Corporate Influence on Regulatory Agencies

Pluralist Appearance

  • on the surface, the system appears pluralist because any group can lobby or participate in public commentary during the regulatory process.

Resource Disparity

  • in reality, “biased pluralism” exists because major corporations have the financial resources to hire full-time lobbyists and legal experts, while average citizens lack comparable organization.

Regulatory Capture

  • this occurs when agencies, intended to protect the public, instead act as a pro-corporate instruments due to intense industry pressure and the “revolving door” between government and business.

Elite Outcomes

  • while many groups can compete, the results consistently favor elite interests, leading to an “unheavenly chorus” where the loudest voices have an upper-class accent

Federalist No.10 Factions and Models of Democracy

Control of Factions

  • James Madison argued in Federalist No. 10 that the causes of factions are natural and cannot be removed, so their effects must be controlled.
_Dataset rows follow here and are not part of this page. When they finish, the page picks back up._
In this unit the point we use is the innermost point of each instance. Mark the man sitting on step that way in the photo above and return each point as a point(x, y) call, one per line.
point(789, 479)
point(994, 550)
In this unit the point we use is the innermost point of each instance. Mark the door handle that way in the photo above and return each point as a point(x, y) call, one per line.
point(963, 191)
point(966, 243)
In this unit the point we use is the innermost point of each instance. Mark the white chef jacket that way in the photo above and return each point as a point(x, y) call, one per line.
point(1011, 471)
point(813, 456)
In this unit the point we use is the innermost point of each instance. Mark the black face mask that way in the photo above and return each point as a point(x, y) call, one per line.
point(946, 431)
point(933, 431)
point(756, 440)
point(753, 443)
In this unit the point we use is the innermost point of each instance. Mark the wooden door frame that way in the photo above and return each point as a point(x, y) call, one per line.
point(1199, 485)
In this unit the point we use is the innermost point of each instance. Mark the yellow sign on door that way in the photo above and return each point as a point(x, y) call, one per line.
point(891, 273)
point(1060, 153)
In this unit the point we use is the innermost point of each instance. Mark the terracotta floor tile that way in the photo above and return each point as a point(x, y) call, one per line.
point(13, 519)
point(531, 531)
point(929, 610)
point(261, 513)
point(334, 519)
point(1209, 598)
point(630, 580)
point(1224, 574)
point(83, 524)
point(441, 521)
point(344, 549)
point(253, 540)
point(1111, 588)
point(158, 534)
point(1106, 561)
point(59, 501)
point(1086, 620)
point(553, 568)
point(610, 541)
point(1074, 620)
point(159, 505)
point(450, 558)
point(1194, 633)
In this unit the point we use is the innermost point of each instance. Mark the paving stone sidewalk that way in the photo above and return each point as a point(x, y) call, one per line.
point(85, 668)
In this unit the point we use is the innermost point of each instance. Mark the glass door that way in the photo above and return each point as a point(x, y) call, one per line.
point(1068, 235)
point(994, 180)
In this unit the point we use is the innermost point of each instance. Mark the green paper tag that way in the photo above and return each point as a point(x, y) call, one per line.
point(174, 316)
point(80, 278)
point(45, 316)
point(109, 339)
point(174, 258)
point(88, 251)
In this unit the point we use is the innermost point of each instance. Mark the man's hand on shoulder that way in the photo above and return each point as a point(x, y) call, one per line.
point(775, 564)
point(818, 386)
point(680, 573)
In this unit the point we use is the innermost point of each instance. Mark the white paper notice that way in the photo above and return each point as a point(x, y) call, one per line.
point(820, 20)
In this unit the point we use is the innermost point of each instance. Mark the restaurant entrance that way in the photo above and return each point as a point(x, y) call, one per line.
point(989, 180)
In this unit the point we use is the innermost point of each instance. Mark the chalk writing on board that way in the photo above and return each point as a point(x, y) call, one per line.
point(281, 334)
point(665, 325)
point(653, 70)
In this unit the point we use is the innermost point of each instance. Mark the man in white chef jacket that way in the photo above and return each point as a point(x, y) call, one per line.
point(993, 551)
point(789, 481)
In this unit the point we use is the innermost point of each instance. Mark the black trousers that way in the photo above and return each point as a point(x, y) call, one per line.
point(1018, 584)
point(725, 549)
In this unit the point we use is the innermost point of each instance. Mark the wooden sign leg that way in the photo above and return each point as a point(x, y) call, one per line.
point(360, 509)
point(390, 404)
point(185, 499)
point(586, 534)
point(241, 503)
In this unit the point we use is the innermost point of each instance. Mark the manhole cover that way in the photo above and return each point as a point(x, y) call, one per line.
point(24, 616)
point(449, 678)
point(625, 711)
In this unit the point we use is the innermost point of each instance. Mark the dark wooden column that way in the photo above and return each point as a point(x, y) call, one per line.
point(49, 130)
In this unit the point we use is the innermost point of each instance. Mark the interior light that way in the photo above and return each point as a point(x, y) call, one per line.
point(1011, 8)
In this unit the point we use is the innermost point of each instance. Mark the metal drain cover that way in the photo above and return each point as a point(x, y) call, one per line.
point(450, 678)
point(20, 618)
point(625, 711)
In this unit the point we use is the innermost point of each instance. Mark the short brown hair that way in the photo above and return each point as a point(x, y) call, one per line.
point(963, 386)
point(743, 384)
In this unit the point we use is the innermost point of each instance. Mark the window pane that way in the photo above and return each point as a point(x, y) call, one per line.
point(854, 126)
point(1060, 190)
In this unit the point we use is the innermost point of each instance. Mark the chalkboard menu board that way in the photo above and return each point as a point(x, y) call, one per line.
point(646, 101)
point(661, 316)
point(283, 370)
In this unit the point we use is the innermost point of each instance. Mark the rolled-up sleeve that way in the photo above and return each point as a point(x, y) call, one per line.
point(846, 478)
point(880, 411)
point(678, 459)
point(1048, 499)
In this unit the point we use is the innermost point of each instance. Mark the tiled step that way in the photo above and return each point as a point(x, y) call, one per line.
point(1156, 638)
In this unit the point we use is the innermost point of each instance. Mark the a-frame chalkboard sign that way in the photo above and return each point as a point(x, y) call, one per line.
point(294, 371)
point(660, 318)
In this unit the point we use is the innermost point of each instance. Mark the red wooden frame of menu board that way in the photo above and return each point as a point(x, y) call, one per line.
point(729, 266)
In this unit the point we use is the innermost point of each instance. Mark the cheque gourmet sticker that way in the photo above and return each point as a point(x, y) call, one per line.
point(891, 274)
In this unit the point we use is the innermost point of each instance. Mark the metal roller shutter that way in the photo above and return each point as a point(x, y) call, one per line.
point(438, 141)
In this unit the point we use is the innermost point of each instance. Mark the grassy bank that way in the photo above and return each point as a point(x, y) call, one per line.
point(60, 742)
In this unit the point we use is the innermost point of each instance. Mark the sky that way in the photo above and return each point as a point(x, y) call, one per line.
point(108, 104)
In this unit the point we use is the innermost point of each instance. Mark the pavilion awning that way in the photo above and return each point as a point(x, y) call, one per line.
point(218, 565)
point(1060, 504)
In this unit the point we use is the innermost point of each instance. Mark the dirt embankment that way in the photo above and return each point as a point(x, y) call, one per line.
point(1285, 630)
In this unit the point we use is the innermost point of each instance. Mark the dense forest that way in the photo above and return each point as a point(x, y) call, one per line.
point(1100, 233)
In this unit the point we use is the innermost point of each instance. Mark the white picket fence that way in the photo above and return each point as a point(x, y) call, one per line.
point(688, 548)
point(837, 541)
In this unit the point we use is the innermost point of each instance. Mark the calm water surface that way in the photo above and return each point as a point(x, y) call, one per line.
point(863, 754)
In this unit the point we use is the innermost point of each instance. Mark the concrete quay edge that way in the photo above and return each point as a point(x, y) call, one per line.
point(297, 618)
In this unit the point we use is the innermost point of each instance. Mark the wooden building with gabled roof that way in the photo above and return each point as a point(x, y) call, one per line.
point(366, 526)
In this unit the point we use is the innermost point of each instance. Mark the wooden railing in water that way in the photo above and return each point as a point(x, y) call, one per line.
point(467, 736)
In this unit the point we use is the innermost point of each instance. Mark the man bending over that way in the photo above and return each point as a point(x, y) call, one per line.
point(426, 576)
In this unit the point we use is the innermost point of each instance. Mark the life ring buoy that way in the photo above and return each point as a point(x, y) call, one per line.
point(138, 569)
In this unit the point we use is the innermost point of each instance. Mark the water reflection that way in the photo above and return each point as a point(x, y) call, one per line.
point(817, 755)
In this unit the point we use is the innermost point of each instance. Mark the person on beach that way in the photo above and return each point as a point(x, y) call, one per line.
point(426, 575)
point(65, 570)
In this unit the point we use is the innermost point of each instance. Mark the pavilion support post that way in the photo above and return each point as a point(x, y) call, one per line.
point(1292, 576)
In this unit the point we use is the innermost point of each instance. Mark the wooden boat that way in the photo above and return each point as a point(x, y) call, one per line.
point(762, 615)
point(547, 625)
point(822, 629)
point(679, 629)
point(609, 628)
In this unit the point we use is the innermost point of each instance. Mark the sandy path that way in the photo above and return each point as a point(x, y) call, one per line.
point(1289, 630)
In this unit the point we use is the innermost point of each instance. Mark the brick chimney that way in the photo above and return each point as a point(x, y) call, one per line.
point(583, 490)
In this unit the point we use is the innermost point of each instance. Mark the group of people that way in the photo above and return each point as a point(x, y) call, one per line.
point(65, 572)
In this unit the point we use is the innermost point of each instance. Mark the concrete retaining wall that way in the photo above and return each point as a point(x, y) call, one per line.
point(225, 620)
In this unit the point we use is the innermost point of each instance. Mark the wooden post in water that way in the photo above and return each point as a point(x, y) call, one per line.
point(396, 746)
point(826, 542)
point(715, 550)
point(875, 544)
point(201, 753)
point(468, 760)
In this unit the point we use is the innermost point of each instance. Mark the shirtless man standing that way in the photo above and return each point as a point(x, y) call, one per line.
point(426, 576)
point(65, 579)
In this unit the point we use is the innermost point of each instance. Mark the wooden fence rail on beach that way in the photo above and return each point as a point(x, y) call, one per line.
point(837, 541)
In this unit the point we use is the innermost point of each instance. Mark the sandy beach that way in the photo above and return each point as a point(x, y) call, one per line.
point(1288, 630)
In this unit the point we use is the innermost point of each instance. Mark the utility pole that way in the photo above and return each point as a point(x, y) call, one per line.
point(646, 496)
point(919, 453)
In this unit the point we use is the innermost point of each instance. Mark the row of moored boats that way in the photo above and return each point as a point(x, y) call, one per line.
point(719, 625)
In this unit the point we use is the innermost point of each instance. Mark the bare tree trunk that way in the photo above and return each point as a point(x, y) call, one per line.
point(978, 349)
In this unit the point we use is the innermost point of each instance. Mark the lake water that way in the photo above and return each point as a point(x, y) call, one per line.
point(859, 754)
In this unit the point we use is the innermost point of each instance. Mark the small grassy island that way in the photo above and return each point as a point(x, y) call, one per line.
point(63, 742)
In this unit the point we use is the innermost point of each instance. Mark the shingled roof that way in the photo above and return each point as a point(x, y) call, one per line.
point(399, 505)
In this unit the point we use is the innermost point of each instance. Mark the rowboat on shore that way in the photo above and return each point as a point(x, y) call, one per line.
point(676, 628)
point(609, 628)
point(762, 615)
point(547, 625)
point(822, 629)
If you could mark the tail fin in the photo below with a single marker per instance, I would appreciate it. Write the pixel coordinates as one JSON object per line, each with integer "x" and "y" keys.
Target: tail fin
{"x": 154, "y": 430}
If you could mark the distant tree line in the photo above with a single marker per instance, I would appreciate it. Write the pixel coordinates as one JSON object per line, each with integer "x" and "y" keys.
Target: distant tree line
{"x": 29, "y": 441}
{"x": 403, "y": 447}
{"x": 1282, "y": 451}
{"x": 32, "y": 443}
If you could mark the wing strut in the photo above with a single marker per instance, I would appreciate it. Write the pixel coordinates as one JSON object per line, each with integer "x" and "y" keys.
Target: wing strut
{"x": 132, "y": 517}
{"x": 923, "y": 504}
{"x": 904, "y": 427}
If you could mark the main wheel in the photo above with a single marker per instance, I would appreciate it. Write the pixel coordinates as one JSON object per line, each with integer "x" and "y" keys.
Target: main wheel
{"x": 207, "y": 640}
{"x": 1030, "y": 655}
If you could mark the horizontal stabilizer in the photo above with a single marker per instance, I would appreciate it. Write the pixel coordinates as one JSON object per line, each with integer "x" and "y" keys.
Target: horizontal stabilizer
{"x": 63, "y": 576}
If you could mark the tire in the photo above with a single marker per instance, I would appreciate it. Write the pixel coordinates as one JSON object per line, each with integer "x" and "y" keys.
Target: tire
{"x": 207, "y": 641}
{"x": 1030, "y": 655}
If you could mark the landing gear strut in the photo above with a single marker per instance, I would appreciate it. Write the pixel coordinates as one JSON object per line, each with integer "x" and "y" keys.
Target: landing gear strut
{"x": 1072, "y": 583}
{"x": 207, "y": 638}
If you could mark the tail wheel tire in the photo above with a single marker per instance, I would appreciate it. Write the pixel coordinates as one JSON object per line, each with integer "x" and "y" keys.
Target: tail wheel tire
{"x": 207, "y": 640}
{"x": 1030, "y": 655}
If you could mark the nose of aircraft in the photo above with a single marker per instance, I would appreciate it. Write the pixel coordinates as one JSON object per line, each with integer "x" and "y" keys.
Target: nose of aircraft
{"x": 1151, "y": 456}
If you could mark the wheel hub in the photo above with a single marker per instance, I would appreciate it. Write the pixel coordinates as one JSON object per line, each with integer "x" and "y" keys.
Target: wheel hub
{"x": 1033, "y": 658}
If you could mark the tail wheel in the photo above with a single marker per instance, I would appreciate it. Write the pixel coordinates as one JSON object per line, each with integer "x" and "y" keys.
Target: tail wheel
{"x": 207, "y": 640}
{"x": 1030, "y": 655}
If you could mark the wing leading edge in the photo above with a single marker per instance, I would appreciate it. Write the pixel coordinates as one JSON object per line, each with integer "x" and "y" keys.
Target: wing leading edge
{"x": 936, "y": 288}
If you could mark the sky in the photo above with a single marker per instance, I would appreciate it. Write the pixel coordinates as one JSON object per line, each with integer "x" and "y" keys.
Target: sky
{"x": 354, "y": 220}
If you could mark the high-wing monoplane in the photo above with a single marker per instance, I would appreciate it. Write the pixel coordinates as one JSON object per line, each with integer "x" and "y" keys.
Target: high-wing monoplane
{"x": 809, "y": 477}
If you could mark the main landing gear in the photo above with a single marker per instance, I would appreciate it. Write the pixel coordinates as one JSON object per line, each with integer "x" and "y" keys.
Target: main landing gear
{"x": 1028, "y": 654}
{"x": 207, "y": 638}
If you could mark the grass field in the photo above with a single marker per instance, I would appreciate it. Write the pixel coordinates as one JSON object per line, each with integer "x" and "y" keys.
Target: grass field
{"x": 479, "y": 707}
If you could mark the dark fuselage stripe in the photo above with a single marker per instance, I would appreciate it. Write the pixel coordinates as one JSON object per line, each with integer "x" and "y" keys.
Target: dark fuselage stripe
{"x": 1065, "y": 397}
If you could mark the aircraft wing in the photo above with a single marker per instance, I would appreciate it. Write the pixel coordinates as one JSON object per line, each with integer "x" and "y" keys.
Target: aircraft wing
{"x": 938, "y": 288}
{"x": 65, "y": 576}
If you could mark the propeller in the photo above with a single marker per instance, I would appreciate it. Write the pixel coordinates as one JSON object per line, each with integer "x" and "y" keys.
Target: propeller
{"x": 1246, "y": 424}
Pluralist/Representative Model

  • Madison favored a large republic where many different factions (interests) would compete, preventing any single group from forming a tyrannical majority.

Rejection of Participatory Democracy

  • The founders feared '“pure” or participatory democracy because small, direct systems are more susceptible to the “mischiefs of faction” and “mob rule”

The “republican remedy”

  • by using representatives to “refine and enlarge” public views, the system filters passion through a deliberate process, creating a pluralist landscape of negotiation rather than direct, volatile action.

Hyper-Pluralism and Policy Effectiveness

Concept of Hyper-Pluralism

  • an extreme “perverted” form of pluralism where so many groups are so powerful that the government is pulled in too many directions at once.

Gridlock and Paralysis

  • unlike pluralism, which emphasizes compromise, hyper pluralism leads to political gridlock because the government tries to appease every interest and ends up accomplishing nothing.

Contradictory Policy

  • to satisfy competing groups, the government may pass confusing or contradictory laws (subsidizing a crop while simultaneously funding anti-use campaigns for that same crop.)